On radiographs, rickets and classic metaphyseal lesions are distinguished.

According to the American Journal of Roentgenology (AJR), rickets and classic metaphyseal lesions (CMLs) have distinct radiographic signs, and radiologists can reliably distinguish between the two.


"Recognition that CMLs mostly occur in children younger than 6 months and are unusual in children older than 1 year may assist interpretations," wrote corresponding author Boaz Karmazyn from Riley Hospital for Children in Indianapolis, IN.

Karmazyn and colleagues' study included children under the age of two who had knee radiographs from January 2017 to December 2018 and either had rickets (25-hydroxy vitamin D 20 ng/mL and abnormal knee radiographs) or knee CMLs and a pediatrician's diagnosis of child abuse. Eight radiologists interpreted radiographs for rickets or CML diagnoses independently, rating confidence levels and logging associated radiographic signs.

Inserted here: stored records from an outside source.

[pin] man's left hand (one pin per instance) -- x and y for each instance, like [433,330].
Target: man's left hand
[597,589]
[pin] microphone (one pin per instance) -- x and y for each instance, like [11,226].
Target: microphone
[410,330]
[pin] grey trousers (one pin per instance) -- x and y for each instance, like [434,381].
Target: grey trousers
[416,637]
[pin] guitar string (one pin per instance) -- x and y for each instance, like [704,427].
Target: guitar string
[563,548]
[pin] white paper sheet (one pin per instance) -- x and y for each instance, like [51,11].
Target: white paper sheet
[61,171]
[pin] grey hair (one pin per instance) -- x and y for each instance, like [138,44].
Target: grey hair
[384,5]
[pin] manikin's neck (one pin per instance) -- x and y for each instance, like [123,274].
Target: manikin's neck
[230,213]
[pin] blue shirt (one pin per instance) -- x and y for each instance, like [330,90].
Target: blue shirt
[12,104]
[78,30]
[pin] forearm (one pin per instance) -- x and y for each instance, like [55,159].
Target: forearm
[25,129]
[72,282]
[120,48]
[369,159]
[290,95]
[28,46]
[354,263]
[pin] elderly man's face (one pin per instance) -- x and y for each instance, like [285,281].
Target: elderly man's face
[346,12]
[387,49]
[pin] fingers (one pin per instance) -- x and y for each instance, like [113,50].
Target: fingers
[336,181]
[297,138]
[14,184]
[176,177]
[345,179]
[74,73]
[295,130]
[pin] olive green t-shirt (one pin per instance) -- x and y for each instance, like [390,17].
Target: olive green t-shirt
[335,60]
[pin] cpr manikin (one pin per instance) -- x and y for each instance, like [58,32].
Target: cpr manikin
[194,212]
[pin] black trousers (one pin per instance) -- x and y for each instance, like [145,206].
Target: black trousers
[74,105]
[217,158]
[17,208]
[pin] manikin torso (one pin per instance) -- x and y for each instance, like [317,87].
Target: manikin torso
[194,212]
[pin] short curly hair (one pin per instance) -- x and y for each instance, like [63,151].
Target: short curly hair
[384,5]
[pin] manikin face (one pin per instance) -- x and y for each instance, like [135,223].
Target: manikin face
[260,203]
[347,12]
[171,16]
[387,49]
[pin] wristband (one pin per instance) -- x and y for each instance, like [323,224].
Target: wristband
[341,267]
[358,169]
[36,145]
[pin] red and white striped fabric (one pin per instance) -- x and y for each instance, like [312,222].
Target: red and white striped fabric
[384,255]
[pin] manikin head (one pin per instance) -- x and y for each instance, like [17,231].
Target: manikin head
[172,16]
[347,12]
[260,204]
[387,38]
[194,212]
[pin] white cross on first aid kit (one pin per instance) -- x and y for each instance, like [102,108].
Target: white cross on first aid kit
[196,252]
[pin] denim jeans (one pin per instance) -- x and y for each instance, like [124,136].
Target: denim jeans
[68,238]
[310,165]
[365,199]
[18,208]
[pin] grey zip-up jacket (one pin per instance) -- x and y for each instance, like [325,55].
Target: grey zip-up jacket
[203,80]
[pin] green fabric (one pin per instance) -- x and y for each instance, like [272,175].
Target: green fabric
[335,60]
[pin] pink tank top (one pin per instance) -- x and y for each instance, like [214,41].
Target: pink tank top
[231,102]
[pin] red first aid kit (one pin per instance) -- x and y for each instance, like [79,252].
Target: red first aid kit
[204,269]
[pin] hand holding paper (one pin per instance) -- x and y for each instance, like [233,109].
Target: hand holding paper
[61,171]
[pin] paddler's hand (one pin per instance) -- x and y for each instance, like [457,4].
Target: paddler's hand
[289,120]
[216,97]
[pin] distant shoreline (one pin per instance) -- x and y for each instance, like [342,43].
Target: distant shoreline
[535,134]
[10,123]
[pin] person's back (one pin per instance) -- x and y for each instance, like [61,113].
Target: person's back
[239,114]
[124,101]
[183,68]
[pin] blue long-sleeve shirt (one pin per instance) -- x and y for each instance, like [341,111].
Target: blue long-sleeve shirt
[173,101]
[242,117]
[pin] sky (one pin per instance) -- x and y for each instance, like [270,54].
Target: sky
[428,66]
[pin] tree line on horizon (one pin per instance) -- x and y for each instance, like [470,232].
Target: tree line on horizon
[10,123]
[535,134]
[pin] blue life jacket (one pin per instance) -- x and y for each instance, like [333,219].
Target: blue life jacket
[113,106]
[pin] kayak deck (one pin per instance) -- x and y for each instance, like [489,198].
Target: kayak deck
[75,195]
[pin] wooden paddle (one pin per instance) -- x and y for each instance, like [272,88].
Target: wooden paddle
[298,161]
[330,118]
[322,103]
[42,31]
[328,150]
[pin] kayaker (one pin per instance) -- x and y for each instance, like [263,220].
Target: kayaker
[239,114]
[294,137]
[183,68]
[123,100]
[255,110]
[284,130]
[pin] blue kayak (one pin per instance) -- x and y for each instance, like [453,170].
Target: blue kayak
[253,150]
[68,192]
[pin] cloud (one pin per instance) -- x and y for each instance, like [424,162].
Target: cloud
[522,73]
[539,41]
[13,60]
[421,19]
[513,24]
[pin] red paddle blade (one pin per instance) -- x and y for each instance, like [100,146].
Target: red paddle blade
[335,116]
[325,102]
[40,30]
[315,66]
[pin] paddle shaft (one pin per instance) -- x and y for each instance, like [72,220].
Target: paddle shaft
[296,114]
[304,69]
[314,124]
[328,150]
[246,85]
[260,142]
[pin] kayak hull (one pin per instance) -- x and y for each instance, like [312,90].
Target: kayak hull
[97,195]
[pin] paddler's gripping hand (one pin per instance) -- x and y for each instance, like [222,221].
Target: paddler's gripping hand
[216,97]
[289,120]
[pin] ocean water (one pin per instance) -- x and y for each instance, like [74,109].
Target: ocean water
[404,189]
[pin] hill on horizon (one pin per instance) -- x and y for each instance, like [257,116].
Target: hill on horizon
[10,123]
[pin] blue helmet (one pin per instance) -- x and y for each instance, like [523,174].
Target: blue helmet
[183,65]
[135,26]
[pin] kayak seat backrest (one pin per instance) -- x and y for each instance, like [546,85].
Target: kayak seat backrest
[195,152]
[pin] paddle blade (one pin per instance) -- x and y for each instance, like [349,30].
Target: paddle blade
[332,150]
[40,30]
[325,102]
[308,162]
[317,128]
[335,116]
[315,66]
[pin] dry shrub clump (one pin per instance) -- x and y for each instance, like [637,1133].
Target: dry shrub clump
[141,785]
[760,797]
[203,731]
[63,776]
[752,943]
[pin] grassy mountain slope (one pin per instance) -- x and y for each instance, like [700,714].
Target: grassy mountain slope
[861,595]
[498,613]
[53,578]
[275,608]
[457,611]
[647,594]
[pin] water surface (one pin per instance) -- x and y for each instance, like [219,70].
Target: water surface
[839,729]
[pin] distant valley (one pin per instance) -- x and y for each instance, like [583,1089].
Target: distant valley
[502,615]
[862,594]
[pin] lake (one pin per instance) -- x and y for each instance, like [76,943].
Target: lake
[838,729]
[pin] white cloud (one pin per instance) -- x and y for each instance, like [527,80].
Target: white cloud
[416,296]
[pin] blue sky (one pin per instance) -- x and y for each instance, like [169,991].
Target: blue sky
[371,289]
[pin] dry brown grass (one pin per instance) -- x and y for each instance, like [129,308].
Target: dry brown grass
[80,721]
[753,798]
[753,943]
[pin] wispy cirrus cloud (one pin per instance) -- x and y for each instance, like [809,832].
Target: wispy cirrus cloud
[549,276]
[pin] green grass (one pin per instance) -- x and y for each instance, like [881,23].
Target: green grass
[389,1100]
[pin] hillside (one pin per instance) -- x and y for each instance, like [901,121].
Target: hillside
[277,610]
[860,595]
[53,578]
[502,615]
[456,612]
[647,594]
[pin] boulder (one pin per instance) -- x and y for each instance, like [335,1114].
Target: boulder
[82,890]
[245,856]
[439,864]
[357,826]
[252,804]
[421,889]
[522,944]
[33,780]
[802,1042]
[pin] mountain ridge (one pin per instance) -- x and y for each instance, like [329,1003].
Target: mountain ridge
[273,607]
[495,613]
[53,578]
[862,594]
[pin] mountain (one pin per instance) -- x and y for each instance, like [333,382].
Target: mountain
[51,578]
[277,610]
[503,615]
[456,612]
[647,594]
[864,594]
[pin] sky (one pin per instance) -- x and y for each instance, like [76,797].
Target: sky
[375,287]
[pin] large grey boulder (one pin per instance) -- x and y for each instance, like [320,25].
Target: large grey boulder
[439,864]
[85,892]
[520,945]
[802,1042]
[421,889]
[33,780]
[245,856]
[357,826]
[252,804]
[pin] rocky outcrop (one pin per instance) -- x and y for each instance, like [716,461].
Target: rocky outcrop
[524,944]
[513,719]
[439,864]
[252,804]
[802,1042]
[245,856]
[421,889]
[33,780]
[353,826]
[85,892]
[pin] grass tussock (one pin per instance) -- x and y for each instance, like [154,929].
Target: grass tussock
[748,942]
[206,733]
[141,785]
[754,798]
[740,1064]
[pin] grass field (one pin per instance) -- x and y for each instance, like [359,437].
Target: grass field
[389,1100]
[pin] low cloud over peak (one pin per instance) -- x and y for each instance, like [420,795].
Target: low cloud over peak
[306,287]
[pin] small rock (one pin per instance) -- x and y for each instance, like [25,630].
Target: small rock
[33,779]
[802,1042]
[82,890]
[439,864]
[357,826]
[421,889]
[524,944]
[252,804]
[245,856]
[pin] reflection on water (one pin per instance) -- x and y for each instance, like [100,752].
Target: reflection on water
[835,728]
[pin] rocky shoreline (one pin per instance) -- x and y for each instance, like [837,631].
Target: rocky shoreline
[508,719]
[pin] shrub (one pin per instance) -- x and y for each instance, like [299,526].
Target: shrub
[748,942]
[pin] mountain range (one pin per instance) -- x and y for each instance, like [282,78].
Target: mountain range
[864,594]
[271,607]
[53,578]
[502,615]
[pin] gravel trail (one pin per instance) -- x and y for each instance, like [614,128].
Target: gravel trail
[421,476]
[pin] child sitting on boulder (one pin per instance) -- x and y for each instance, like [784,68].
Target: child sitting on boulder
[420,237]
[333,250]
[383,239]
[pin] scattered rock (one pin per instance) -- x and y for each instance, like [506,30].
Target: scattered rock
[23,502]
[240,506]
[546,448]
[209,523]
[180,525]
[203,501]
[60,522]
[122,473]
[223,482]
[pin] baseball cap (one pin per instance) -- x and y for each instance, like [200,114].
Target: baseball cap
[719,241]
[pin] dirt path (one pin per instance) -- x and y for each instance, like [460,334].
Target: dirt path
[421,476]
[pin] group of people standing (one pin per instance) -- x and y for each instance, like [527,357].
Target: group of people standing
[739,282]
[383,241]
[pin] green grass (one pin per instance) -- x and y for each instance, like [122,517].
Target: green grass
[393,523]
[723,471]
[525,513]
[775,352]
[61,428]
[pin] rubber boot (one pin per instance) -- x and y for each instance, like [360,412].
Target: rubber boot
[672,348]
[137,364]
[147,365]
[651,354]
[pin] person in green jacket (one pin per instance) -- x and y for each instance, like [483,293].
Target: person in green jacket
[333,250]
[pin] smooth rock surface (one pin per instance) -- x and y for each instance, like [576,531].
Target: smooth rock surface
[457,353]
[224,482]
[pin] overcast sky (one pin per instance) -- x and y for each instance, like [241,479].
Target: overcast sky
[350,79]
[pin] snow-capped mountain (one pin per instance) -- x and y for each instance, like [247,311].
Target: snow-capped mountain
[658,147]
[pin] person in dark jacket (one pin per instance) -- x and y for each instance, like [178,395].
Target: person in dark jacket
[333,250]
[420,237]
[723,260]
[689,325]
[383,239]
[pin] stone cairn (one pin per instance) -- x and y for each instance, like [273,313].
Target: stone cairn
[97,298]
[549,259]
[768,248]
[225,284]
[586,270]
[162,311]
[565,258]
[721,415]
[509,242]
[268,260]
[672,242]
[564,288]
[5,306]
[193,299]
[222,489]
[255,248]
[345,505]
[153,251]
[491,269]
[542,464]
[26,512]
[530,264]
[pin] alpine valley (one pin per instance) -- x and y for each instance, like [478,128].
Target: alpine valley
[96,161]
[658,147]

Finally, CML children were younger than rickets children (3.9 percent vs 65.7 percent > 1 year old). For CML, the rate of false-positive moderate or high-confidence interpretations was 0.6 percent, and for rickets, it was 1.6 percent. Only one child with CML and low vitamin D received a combined CML and rickets interpretation.

Reiterating that less- and more-experienced pediatric and non-pediatric radiologists had high diagnostic performance in differentiating rickets and CML – regardless of vitamin D deficiency, with few false-positive interpretations for these diagnoses – the authors of this AJR article concluded that "findings suggestive of both rickets and CML should be viewed as indeterminate."